AK Parti yargıdan kaçmak istiyor
Abone olCHP lideri Baykal, ÇEAŞ ve Kepez'i yargı kıskacına atan AK Parti'ye seslendi: "Siz de yargıya gidin, niye kaçıyorsunuz.."
Baykal, başkalarının yargıya gitmesine karar veren bir Meclis'in
kendisinin de yargıya gitmekten korkmadığını ortaya koyması
zorunluluğu olduğunu bildirdi. Kızılcahamam Patalya Otel'de, Hak-İş
ile ETUC (Avrupa İşçi Sendikaları Konfederasyonu) tarafından
ortaklaşa düzenlenen "AB, Sosyal Politikalar ve Sendikal Hareket
Semineri"ne katılan Baykal, burada gazetecilerin sorularını
yanıtladı. Yolsuzlukların araştırılması ve bunun yargıya
yansıtılması konusunun, ortak anlayış olarak Meclis'te kabul
göreceğini düşündüklerini belirten Baykal, şu anda Meclis'te
yapılan çalışmanın bir yargılama işi olmadığını, yargılamanın ayrı
bir şey olduğunu dile getirdi. Baykal, "Meclis'te yargılamaya değer
bir tablo var mı? Yok mu?" bunun araştırıldığını, TBMM Soruşturma
Komisyonu "Evet, yargılamaya değer bir tablo var" derse Meclis'in
'yargılansın' kararı alacağını kaydetti. Siyasetçilerin
siyasetçileri yargılamadığını, siyasetçilerin yargılanıp
yargılanmadığı konusunda siyasetçilerin karar almasının
beklendiğini vurgulayan Baykal, şöyle devam etti: "Öyle görüyorum
ki, bugün Meclis'te bulunan siyasetçiler; siyasetçi, bürokrat
çeşitli yolsuzluğa karıştığı ortaya çıkacak kişilerin yargılanması
doğrultusunda karar alma eğilimindedir. Eskiden siyasi dayanışma
duygularıyla bir aklama çalışması yapılıyordu. Bu, Türkiye'de
yolsuzlukların örtbas edilmesine neden olmuştur. Türkiye'de çok
büyük yolsuzluklar olmuştur. Şimdi bu olmayacaktır. Bu konu
parlamentodakileri daha çok ilgilendiriyor. Parlamento kararını
alır ve yolsuzlukların üzerine gider." Baykal, bir soru üzerine,
dokunulmazlıkların kaldırılmasının temel bir ihtiyaç olduğunu
belirterek, bunu yapmadan geçmiş yolsuzluklarla ilgili yargı
kapısını açmanın mümkün olduğunu, ama bunun vicdanları kanatacağını
ifade etti. "Başkalarının yargıya gitmesine karar veren bir
Meclis'in kendisinin de yargıya gitmekten korkmadığını ortaya
koyması zorunluluğu vardır" diyen Baykal, bunun bir manevi
mecburiyet olduğunu belirtti. Geçmiş siyasetçileri yargıya
yönlendirecek bir parlamentonun kendisine güvendiğini ve bu güven
sonucunda dokunulmazlığa ihtiyacı olmadığını söylemesi zorunluluğu
bulunduğunu anlatan Baykal, sözlerini şöyle tamamladı: "Bunu
yapmalıyız, yapacağız inşallah. Bunun üzerinde duruyoruz.
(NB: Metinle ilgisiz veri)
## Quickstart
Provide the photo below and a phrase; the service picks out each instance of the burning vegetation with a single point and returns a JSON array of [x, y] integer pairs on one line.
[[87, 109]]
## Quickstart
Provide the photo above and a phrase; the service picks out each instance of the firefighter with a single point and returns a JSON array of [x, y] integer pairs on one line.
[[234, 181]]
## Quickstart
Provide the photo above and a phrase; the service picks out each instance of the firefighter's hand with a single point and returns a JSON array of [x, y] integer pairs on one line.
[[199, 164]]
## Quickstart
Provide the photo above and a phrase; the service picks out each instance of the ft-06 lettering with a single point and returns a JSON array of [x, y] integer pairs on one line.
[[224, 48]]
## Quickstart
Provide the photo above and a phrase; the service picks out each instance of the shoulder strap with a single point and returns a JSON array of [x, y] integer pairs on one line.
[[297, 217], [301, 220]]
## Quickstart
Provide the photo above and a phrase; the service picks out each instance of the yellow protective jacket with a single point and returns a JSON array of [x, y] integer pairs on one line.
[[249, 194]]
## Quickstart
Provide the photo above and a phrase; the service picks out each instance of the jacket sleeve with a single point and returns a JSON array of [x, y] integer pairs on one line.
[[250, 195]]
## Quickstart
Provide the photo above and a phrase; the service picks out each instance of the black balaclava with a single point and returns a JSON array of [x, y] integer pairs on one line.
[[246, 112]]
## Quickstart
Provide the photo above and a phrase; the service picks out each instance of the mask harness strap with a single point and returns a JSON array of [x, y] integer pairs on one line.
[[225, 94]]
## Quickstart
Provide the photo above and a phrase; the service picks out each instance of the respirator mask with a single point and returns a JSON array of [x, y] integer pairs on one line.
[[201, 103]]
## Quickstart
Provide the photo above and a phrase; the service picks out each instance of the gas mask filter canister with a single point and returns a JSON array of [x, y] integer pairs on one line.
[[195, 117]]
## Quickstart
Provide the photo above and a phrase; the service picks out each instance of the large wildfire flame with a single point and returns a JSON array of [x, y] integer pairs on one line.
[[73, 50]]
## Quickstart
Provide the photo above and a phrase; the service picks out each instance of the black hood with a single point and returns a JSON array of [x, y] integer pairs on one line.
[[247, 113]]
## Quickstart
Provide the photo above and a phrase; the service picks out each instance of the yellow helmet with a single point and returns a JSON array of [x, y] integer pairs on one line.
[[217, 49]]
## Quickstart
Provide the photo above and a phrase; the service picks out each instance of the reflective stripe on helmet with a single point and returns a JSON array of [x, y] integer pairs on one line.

İktidardaki arkadaşlarımızın bazı tereddütleri var. Onlar hakkında
açılmış davalar tereddüt yaratıyor. Ama bu iş böyle kaçarak falan
olmaz. Biz de bunu kaçınılmaz kılan bir yaklaşımı sürdürüyoruz.
Bize getirilen Anayasa değişikliğini önce dokunulmazlık diye
göğüslüyoruz."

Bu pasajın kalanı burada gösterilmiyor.